Dutzende Verletzte in Afghanistan Schulen mit Gas angegriffen
25.04.2010, 20:47 Uhr
Afghanische Mädchen in einer Kabuler Schule.
(Foto: ASSOCIATED PRESS)
Bei erneuten Gasangriffen auf Mädchenschulen werden im Norden Afghanistans etwa 61 Schülerinnen und Lehrer verletzt. Die Opfer leiden unter Schmerzen, Schwindel und Übelkeit. Viele Mädchen befürchten nun, aufgrund der Gefahr nicht mehr zur Schule gehen zu dürfen.
Im Einsatzgebiet der Bundeswehr in Afghanistan sind offenbar erneut Giftgasanschläge auf Mädchenschulen verübt worden. Rund 61 Schülerinnen und mehrere Lehrer erkrankten am Wochenende nach Angriffen auf zwei Schulen in Kundus im Norden des Landes. Viele von ihnen brachen zusammen, nachdem sie einen Gasgeruch wahrgenommen hatten. Der Direktor des örtlichen Krankenhauses sagte, zahlreiche Mädchen litten noch immer unter Schmerzen, Schwindel und Übelkeit.
Die Regierung machte Aufständische für die Angriffe verantwortlich. Ein Sprecher der radikal-islamischen Taliban wies eine Verwicklung in die Anschläge zurück und erklärte, möglicherweise steckten andere regierungsfeindliche Gruppierungen hinter den Angriffen.

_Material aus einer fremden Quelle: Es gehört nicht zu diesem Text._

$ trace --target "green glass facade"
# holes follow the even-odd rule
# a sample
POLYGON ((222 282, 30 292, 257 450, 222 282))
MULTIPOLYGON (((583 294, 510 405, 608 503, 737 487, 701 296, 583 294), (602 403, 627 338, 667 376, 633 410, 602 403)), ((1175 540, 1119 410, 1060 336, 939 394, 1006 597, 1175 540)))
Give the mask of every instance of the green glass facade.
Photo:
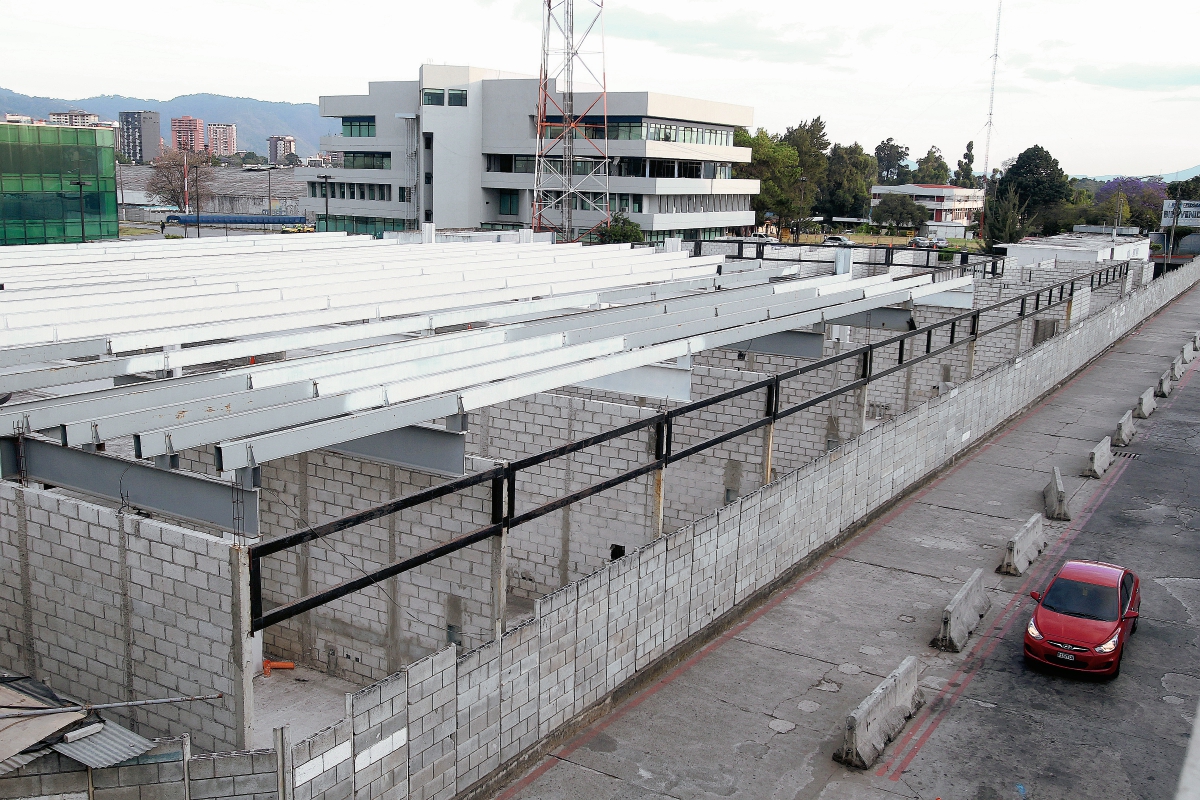
POLYGON ((384 231, 411 231, 416 228, 416 220, 393 217, 350 217, 342 214, 330 214, 327 217, 324 214, 317 214, 318 231, 370 234, 378 239, 383 236, 384 231))
POLYGON ((0 123, 0 245, 117 238, 115 133, 0 123), (79 186, 82 181, 83 230, 79 186))

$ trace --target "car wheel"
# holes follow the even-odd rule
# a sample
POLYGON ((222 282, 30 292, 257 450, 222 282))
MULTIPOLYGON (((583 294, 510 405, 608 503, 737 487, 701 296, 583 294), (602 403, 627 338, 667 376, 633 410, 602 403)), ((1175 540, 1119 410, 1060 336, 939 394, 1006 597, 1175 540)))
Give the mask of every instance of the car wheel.
POLYGON ((1117 677, 1121 674, 1121 662, 1124 660, 1125 660, 1125 648, 1122 647, 1121 655, 1117 656, 1117 668, 1114 669, 1112 671, 1112 674, 1108 676, 1108 679, 1110 681, 1115 681, 1117 679, 1117 677))
POLYGON ((1129 628, 1130 636, 1133 636, 1135 633, 1137 633, 1137 626, 1138 626, 1138 621, 1137 621, 1137 618, 1135 617, 1133 620, 1133 625, 1129 628))

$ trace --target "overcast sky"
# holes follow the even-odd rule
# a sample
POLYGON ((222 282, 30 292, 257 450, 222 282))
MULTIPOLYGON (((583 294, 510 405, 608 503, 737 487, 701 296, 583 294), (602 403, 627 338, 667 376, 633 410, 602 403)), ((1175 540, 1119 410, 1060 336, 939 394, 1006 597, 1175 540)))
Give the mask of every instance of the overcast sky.
MULTIPOLYGON (((578 0, 583 3, 585 0, 578 0)), ((536 73, 537 0, 0 0, 0 86, 75 99, 194 92, 315 102, 422 62, 536 73), (128 12, 128 13, 127 13, 128 12)), ((609 89, 751 105, 768 130, 937 145, 983 166, 994 0, 608 0, 609 89)), ((1071 174, 1200 164, 1200 3, 1005 0, 991 162, 1032 144, 1071 174)))

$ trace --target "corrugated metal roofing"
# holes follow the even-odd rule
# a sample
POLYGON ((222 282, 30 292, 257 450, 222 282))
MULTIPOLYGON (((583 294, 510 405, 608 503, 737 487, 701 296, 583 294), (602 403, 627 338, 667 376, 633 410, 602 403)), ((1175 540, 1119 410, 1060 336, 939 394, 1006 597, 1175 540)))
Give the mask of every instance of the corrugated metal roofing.
POLYGON ((120 725, 105 722, 103 730, 91 736, 51 747, 68 758, 87 764, 92 769, 98 769, 137 758, 154 747, 154 743, 120 725))
POLYGON ((0 761, 0 775, 6 775, 13 770, 20 769, 31 761, 37 761, 39 758, 49 752, 49 747, 43 747, 41 750, 33 750, 28 753, 17 753, 11 758, 6 758, 3 761, 0 761))

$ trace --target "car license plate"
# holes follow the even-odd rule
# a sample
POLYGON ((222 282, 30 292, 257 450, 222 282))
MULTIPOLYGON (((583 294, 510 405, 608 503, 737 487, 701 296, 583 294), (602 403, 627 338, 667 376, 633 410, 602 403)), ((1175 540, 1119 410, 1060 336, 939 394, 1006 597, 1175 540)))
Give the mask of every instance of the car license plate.
POLYGON ((1074 661, 1075 660, 1075 655, 1073 653, 1055 653, 1054 655, 1058 656, 1063 661, 1074 661))

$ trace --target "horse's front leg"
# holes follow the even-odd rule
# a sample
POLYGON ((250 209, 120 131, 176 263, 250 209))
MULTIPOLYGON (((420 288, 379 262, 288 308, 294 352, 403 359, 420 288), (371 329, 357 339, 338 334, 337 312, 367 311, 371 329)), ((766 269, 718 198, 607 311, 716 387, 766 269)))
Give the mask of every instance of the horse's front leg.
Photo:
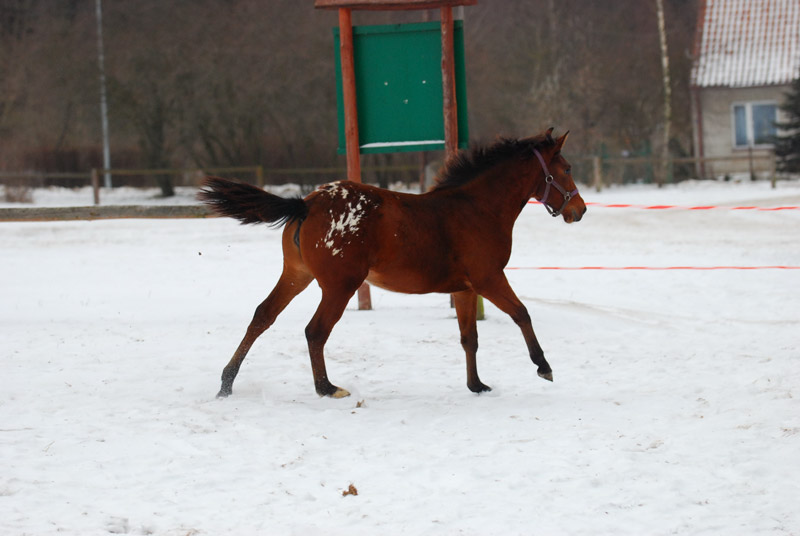
POLYGON ((467 387, 473 393, 491 391, 478 377, 478 295, 473 290, 464 290, 453 294, 453 302, 458 315, 458 328, 461 331, 461 346, 467 355, 467 387))
POLYGON ((522 336, 525 337, 525 344, 528 345, 528 354, 531 357, 531 361, 537 367, 537 374, 545 380, 553 381, 553 370, 544 358, 544 351, 542 351, 542 347, 536 339, 536 334, 533 332, 528 309, 511 289, 505 274, 501 272, 485 287, 480 288, 479 292, 496 305, 498 309, 509 315, 514 323, 519 326, 522 330, 522 336))

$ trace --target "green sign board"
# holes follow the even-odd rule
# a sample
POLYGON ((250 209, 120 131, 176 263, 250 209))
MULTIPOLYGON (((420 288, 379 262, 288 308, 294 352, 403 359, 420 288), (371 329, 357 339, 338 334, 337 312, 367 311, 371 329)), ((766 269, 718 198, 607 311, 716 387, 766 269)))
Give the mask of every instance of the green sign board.
MULTIPOLYGON (((444 149, 442 40, 439 22, 356 26, 353 56, 362 153, 396 153, 444 149)), ((344 98, 336 41, 336 100, 339 111, 339 153, 345 152, 344 98)), ((467 84, 464 73, 464 30, 453 31, 458 144, 467 147, 467 84)))

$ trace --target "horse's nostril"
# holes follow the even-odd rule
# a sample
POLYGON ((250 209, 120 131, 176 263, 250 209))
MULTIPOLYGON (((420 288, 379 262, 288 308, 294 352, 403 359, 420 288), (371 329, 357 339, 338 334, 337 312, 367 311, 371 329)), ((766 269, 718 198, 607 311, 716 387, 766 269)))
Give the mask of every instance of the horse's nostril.
POLYGON ((583 212, 581 212, 581 216, 583 216, 584 214, 586 214, 586 206, 583 207, 583 212))

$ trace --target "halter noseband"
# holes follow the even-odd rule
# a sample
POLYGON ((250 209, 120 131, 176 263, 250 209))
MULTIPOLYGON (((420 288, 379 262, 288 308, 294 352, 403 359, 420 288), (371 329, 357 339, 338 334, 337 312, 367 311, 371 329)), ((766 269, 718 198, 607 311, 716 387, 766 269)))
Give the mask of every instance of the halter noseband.
POLYGON ((544 182, 546 186, 544 187, 544 195, 542 196, 541 203, 544 205, 544 208, 547 209, 547 212, 555 218, 556 216, 561 214, 562 210, 564 210, 567 207, 567 203, 569 203, 569 200, 578 195, 578 189, 575 188, 571 192, 566 191, 563 186, 558 184, 553 179, 553 175, 551 175, 550 172, 547 171, 547 164, 544 163, 544 158, 542 158, 542 153, 534 149, 533 154, 535 154, 536 158, 539 159, 539 163, 542 165, 542 170, 544 171, 544 182), (564 197, 564 203, 558 210, 554 210, 553 207, 547 204, 547 196, 550 194, 550 185, 553 185, 553 187, 559 192, 561 192, 561 195, 564 197))

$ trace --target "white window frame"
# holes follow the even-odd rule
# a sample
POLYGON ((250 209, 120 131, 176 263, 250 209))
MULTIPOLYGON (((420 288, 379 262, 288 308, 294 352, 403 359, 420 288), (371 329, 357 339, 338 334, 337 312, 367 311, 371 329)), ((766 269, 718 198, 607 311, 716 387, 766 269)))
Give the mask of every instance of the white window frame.
POLYGON ((780 113, 780 104, 774 100, 763 100, 763 101, 740 101, 734 102, 731 104, 731 145, 733 148, 739 150, 745 149, 768 149, 773 147, 772 143, 755 143, 755 134, 753 132, 753 106, 764 106, 770 105, 775 107, 775 120, 779 121, 780 118, 778 114, 780 113), (743 106, 744 107, 744 120, 745 120, 745 127, 747 129, 747 144, 746 145, 736 145, 736 107, 743 106))

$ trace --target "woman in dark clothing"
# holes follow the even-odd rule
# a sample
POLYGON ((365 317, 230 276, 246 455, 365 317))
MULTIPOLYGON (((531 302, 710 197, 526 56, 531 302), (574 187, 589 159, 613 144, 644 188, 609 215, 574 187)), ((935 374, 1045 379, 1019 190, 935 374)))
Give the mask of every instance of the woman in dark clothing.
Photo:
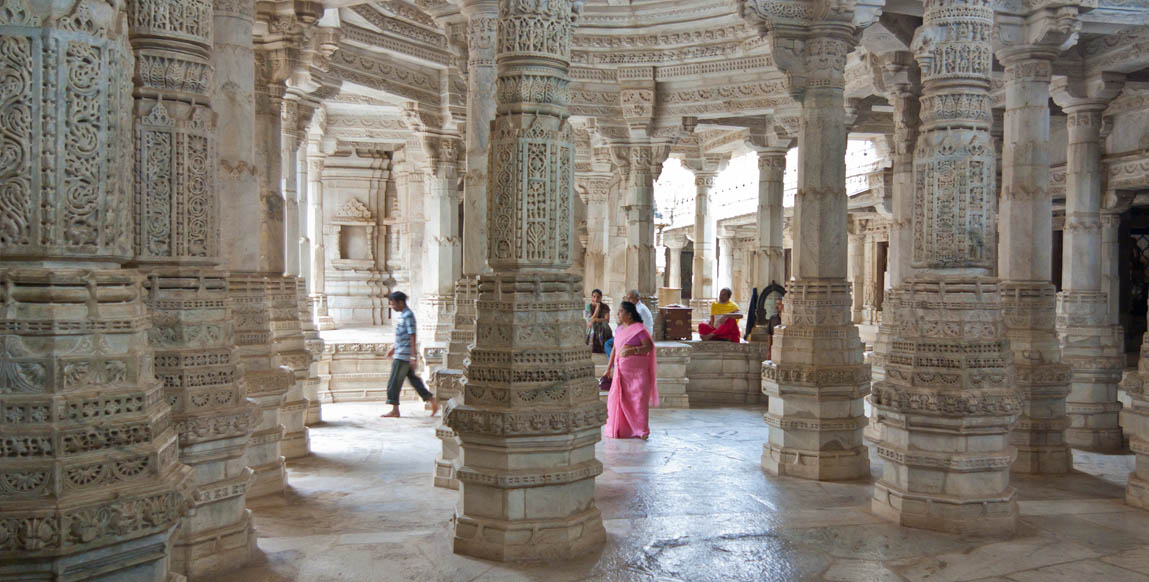
POLYGON ((614 337, 610 331, 610 306, 602 301, 602 291, 591 291, 586 306, 586 343, 596 354, 605 354, 603 344, 614 337))

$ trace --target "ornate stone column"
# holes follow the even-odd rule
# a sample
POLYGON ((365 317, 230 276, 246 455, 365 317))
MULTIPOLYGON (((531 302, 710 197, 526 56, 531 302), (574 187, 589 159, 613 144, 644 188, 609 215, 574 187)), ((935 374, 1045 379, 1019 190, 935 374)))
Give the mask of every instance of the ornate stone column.
MULTIPOLYGON (((1065 444, 1069 366, 1061 362, 1051 282, 1049 80, 1056 57, 1056 47, 1034 45, 998 52, 1005 65, 1005 135, 997 256, 1002 313, 1021 394, 1021 418, 1010 435, 1018 473, 1066 473, 1073 465, 1065 444)), ((1066 219, 1072 223, 1068 213, 1066 219)))
POLYGON ((686 239, 681 236, 666 237, 663 239, 666 248, 670 250, 670 264, 667 267, 667 287, 681 291, 682 286, 682 249, 686 248, 686 239))
POLYGON ((210 1, 131 5, 136 53, 134 264, 147 275, 148 336, 172 404, 180 459, 193 469, 192 511, 172 544, 172 569, 207 576, 255 549, 243 462, 257 409, 237 370, 227 273, 217 269, 219 191, 211 110, 210 1), (196 71, 172 85, 156 71, 196 71), (186 81, 186 80, 185 80, 186 81))
MULTIPOLYGON (((658 282, 654 260, 654 181, 670 148, 630 144, 630 181, 626 197, 626 289, 637 289, 651 311, 658 313, 658 282)), ((619 299, 621 301, 621 299, 619 299)))
POLYGON ((794 278, 787 284, 773 361, 762 367, 770 397, 762 466, 805 479, 870 474, 862 442, 870 370, 851 321, 846 282, 846 109, 844 71, 854 39, 852 14, 835 14, 771 33, 780 66, 801 106, 794 278), (845 18, 845 20, 841 20, 845 18))
MULTIPOLYGON (((280 492, 286 484, 284 458, 280 454, 283 425, 279 409, 288 388, 294 383, 289 371, 274 367, 271 361, 272 331, 266 278, 271 268, 266 258, 279 256, 278 271, 282 274, 283 245, 278 238, 271 238, 267 217, 269 214, 274 217, 278 212, 280 221, 276 229, 282 232, 283 203, 277 190, 264 195, 256 163, 254 20, 254 2, 216 2, 215 46, 212 51, 215 95, 212 104, 218 136, 218 185, 220 192, 227 193, 228 208, 220 215, 221 254, 230 271, 228 295, 233 301, 235 343, 244 368, 247 396, 260 408, 259 422, 244 453, 244 463, 254 471, 249 497, 280 492), (257 230, 252 228, 252 217, 260 217, 257 230)), ((263 117, 279 119, 278 104, 272 108, 261 98, 260 107, 263 117)), ((267 137, 261 135, 259 139, 267 137)), ((279 128, 276 125, 274 142, 270 145, 271 151, 277 154, 274 158, 277 168, 278 144, 279 128)))
POLYGON ((989 135, 989 0, 926 4, 911 273, 886 299, 897 325, 873 403, 885 467, 873 511, 910 527, 1000 534, 1017 523, 1010 427, 1021 414, 996 255, 989 135))
POLYGON ((455 285, 462 275, 462 240, 459 238, 458 153, 459 139, 449 135, 420 137, 427 156, 427 195, 423 215, 424 255, 423 306, 419 322, 424 347, 446 347, 455 320, 455 285))
MULTIPOLYGON (((475 341, 475 300, 478 275, 487 267, 487 150, 491 120, 495 117, 495 46, 498 33, 498 0, 468 0, 463 3, 467 18, 467 127, 466 174, 463 180, 463 275, 455 285, 455 318, 447 345, 445 369, 438 372, 435 393, 441 400, 462 393, 464 361, 475 341)), ((455 432, 441 422, 435 436, 443 441, 435 459, 434 485, 458 489, 455 462, 459 441, 455 432)))
MULTIPOLYGON (((718 285, 719 289, 734 288, 734 239, 730 236, 718 237, 718 285)), ((746 299, 743 299, 745 301, 746 299)))
POLYGON ((703 156, 698 160, 688 160, 694 170, 694 281, 691 283, 690 306, 694 308, 694 323, 706 321, 710 317, 710 304, 717 296, 714 288, 714 231, 716 222, 711 211, 710 196, 714 191, 714 181, 726 166, 726 160, 719 156, 703 156))
MULTIPOLYGON (((758 247, 755 249, 753 287, 786 279, 786 257, 782 250, 782 200, 786 175, 787 148, 758 150, 758 247)), ((765 322, 763 322, 765 323, 765 322)))
POLYGON ((1066 440, 1074 448, 1099 451, 1124 447, 1117 386, 1125 368, 1125 342, 1110 316, 1109 289, 1102 286, 1101 232, 1101 116, 1122 84, 1121 77, 1111 75, 1058 78, 1053 93, 1068 115, 1069 132, 1062 292, 1057 302, 1057 330, 1072 366, 1066 440))
POLYGON ((308 297, 320 331, 335 329, 327 310, 327 244, 323 237, 323 166, 327 155, 317 143, 307 146, 307 230, 311 235, 311 279, 308 297))
POLYGON ((866 293, 866 226, 863 221, 850 221, 846 243, 846 279, 850 283, 850 320, 862 323, 866 293))
MULTIPOLYGON (((206 74, 211 7, 171 8, 188 23, 189 64, 206 74)), ((122 268, 133 255, 128 35, 149 25, 147 14, 130 16, 131 28, 123 3, 101 0, 0 9, 6 579, 165 581, 192 497, 191 471, 179 462, 184 431, 148 345, 142 278, 122 268)), ((147 63, 141 58, 140 71, 147 63)), ((196 133, 193 119, 210 123, 210 111, 197 118, 180 105, 189 131, 169 133, 173 140, 196 133)), ((173 170, 153 171, 165 169, 173 170)))
POLYGON ((602 472, 594 445, 606 410, 582 341, 582 280, 566 272, 574 243, 565 90, 572 4, 499 2, 487 182, 494 273, 479 276, 466 391, 447 412, 462 446, 454 549, 487 559, 569 558, 606 537, 594 504, 602 472))
MULTIPOLYGON (((890 246, 886 262, 890 288, 896 289, 902 286, 913 270, 914 146, 918 140, 921 110, 918 101, 921 74, 913 55, 899 52, 888 58, 882 66, 882 84, 888 90, 886 98, 894 107, 893 179, 890 185, 893 217, 890 219, 890 246)), ((889 361, 894 336, 899 333, 898 311, 889 308, 889 301, 887 295, 878 335, 874 340, 874 351, 870 355, 873 383, 886 379, 886 362, 889 361)), ((872 395, 866 398, 872 403, 872 395)), ((871 406, 866 438, 880 443, 883 433, 882 424, 878 422, 878 409, 871 406)))

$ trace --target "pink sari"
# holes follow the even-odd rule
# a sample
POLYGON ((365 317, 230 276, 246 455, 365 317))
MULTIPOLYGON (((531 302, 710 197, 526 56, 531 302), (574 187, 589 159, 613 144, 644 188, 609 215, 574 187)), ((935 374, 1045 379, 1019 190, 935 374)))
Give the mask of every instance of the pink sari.
MULTIPOLYGON (((649 354, 621 356, 625 346, 641 345, 650 339, 646 327, 632 323, 615 330, 614 377, 606 400, 606 436, 615 439, 641 438, 650 434, 650 408, 658 406, 657 358, 649 354)), ((654 341, 651 340, 651 345, 654 341)))

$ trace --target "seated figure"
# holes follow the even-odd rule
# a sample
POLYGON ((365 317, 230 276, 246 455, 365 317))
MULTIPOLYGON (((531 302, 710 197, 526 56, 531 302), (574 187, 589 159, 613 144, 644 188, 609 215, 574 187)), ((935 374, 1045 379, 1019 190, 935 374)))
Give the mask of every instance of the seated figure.
POLYGON ((698 324, 698 335, 702 341, 742 341, 742 334, 738 331, 742 311, 737 303, 730 300, 733 294, 730 289, 723 289, 718 293, 718 301, 710 305, 710 323, 698 324))

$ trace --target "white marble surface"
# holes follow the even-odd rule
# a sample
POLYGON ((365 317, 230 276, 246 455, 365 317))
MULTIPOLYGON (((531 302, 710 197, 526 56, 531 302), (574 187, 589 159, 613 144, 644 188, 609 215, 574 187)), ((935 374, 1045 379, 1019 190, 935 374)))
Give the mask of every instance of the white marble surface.
POLYGON ((600 443, 601 552, 467 558, 451 553, 456 493, 431 487, 434 420, 382 411, 325 406, 289 491, 252 506, 260 563, 217 582, 1149 580, 1149 513, 1121 501, 1131 456, 1075 452, 1070 475, 1017 477, 1018 534, 963 537, 878 519, 867 481, 767 475, 761 409, 654 410, 649 441, 600 443))

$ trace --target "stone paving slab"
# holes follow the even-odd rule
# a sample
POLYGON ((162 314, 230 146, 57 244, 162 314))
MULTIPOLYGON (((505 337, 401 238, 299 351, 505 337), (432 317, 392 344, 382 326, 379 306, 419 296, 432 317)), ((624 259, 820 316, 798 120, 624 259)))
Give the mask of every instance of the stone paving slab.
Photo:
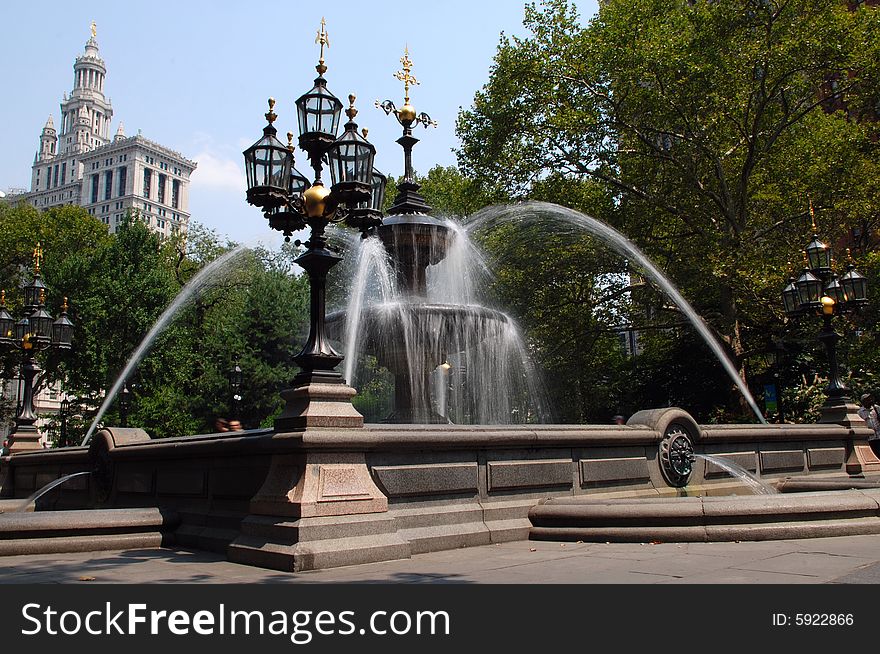
POLYGON ((287 573, 210 552, 0 557, 0 583, 880 583, 880 535, 741 543, 515 541, 287 573), (86 579, 89 581, 81 581, 86 579))
POLYGON ((820 579, 808 575, 793 575, 756 570, 714 570, 681 579, 659 582, 662 584, 817 584, 820 579))
POLYGON ((790 552, 769 559, 737 564, 737 570, 754 572, 780 572, 783 574, 804 575, 814 580, 831 580, 853 569, 876 561, 874 557, 839 556, 813 552, 790 552))

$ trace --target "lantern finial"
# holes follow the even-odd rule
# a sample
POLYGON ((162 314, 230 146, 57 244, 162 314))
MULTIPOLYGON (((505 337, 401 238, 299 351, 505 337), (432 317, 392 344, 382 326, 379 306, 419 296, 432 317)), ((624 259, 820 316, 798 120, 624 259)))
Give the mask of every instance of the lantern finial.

Vier bis fünf Jahre bis zur Selbstständigkeit
Nach Einschätzung des Verteidigungsministeriums braucht Afghanistan noch mindestens vier Jahre, um in Eigenregie für Sicherheit sorgen zu können. "Um diesen Prozess abzuschließen oder insgesamt die Verantwortung für die Sicherheit zu übernehmen wird es vier bis fünf Jahre dauern", erklärte der Sprecher des Ministeriums. Damit reagierte er auf die jüngsten Beschlüsse der NATO-Außenminister. Sie hatten sich am Freitag bei einem Treffen in Estland darauf verständigt, bereits im kommenden Jahr in einigen Provinzen die Verantwortung schrittweise zu übergeben.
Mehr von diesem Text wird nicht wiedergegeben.